Von 2002 bis 2010 Bürgermeisterin
2006 musste sie mit ihrer ÖVP nahen Liste "Für Innsbruck" ein Minus von 9,5 Prozentpunkten hinnehmen, erreichte mit 26,8 Prozent der Stimmen aber dennoch die relative Mehrheit.
Am 8. März 2010 hat Zach das Bürgermeisteramt krankheitsbedingt an Vizbebürgermeisterin und politische Nachfolgerin Christine Oppitz-Plörer übergeben.




Kritik und Diskussionen über ihre Projekte
Herbe Kritik von den Stadtparteien musste die Bürgermeisterin einstecken, als sie im Alleingang 122 Millionen Euro von der BAWAG zur Raiffeisen-Gruppe transferieren lässt.
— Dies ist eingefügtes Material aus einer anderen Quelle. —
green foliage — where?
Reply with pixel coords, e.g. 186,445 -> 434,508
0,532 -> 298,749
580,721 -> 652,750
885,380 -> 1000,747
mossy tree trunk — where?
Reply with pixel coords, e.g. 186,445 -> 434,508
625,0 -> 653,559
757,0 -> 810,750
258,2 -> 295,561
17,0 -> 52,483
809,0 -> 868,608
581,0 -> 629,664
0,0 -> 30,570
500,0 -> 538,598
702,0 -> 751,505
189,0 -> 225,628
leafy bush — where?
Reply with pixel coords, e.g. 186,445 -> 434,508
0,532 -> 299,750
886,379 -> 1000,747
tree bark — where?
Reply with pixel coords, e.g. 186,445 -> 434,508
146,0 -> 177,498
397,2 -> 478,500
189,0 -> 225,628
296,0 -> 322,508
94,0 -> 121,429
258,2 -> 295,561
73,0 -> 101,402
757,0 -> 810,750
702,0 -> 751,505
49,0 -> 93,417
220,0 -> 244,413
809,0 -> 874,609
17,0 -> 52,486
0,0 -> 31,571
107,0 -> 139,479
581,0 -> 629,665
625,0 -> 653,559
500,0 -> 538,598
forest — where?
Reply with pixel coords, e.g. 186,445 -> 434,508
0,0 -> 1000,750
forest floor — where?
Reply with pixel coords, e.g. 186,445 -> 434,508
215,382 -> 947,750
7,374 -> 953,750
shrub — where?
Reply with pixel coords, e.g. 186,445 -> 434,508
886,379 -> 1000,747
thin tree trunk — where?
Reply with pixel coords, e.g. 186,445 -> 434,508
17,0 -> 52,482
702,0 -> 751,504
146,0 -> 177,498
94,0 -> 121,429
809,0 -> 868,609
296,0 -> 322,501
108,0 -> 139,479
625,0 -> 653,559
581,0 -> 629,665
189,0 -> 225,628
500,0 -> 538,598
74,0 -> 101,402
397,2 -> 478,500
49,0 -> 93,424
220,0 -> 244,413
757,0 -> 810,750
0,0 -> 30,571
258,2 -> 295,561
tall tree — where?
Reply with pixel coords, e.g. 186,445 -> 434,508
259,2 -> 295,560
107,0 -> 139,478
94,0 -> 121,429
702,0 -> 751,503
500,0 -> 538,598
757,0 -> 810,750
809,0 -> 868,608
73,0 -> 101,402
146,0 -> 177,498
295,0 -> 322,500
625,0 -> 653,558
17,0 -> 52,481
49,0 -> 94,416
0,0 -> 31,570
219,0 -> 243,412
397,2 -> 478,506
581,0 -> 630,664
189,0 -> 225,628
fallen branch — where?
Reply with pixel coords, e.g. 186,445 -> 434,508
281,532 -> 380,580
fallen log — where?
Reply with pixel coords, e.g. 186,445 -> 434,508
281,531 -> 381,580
Für viel Diskussion sorgt auch ihr Vorzeigeprojekt, der Bau der Hungerburgbahn neu, von Gegnern auch als "Grottenbahn" beschimpft. Hilde Zach gilt aber auch als Förderin der bildenden Kunst und führt in der Stadt die Initiative "Innsbruck liest" ein.
Wirtschaftlich ebnet sie den Weg für den Bau des neuen Kaufhauses Tyrol in der Maria Theresien Straße, das im Zentrum der Tiroler Landeshauptstadt einen modernen städtebaulichen Akzent setzte.




Kämpfernatur Hilde Zach
Vor einigen Jahren erkrankte Hilde Zach an Brustkrebs. Es gelang ihr lange, gegen die Krankheit anzukämpfen, bis diese vor geraumer Zeit an einer anderen Stelle wieder ausbricht.
Hilde Zach, von Freund und Feind als Kämpfernatur bezeichnet, hat ihren Kampf gegen den Krebs verloren.